とはいうものの、今回のドイツの政治家スキャンダルを見て感じることは、どこか日本とドイツとでは違うということである。ではいったい何がどう違うのか。
1. 日本はどちらかというと公金汚職については甘い。ところが女性とのスキャンダルに関しては厳しく、マスコミも大きく扱う。一方ドイツでは、逆に女性問題に関しては「政治家も人の子」と大目に見る傾向があるというのに、こと公金となると途端に厳しくなり容赦しない。今回もそうで、「ドイツ統一」と「ユーロ」の父であるコール前首相といえど、国民の見る目は厳しく、マスコミもまた過剰と思われるほど敏感な反応を示している。

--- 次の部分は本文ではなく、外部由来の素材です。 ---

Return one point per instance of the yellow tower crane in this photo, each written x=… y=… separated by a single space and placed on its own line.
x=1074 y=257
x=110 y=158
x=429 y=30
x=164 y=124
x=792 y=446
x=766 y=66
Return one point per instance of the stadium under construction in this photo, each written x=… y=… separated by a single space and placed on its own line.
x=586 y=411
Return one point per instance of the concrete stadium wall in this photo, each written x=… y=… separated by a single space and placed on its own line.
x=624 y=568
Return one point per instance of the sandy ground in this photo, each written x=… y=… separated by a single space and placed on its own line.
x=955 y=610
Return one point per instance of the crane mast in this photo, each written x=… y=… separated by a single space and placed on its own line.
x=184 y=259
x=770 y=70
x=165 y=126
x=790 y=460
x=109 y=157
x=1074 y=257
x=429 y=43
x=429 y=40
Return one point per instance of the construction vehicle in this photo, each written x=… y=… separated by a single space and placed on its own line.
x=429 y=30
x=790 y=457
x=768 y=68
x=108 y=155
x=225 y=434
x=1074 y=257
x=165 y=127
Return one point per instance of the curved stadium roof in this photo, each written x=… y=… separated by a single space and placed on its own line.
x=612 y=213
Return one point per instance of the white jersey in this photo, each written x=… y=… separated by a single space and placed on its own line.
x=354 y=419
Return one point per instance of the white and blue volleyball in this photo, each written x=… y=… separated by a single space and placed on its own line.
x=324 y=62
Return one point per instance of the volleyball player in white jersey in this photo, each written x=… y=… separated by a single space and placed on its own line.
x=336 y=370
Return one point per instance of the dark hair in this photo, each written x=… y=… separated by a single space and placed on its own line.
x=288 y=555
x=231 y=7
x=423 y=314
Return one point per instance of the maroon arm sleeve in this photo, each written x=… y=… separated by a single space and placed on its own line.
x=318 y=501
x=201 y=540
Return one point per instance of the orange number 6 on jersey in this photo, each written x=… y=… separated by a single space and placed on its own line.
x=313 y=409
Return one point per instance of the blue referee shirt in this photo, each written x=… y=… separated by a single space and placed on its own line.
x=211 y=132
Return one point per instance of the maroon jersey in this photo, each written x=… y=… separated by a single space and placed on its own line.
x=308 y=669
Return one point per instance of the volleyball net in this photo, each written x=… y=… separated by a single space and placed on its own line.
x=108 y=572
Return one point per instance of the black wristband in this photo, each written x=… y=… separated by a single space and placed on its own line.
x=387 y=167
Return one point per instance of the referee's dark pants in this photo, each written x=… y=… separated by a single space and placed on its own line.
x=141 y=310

2. 日本で、もしこのような事件が発生したとしても、国民もそうだが、マスコミまでもがぎりぎり核心に触れるとなると、どこかで許し、うやむやにしてしまう傾向がある。ところが、ドイツではいったんこうした事件が明るみに出て公になると、曖昧さは一切許さず、国民もマスコミも納得が行くまで徹底的に調べ上げ、事件の究明に当たる。
3. 一方、追及される側に立つ政治家だが、日本の政治家だとつい世間のムードに流されて、すぐにおろおろし謝罪という挙にでがちだが、ドイツの政治家はたとえ熾烈な追及に遭おうとも一切弁解せず、終始毅然とした態度を崩さない。それどころか、この「ヤミ献金疑惑」では、その張本人コール前首相は「連邦議会名誉党首」から外され辞任に追いやられても、頑なに「献金者リスト」の公表を拒み続けている。
ここで、今回のこの事件のいきさつを、念のために手短かに記述しておく。そもそもその発端は昨年11月5日、検察当局がキリスト教民主同盟(CDU)の会計責任者として20年以上にわたりその任務に当たったキープ氏に逮捕状をつきつけたことにある。理由は1991年にサウジアラビアに輸出した戦車の代金に関する脱税疑惑で、これに対しキープ氏は、「確かに1991年8月26日の武器取引で
、武器商人シュライバーから現金100万マルク入ったスーツケースをスイスで手渡された。しかし、この金は私服を肥やすために自分のポケットに入れたのではな
く、CDUへの献金として党側にそっくり渡した」と証言したことで、その日のうちに保釈金50万マルクを積み釈放されることになった。ところが、この発言がきっかけとなり、それまでひた隠しにされてきた事件が一挙に火を噴き、世間に知られるところとなってしまったのだ。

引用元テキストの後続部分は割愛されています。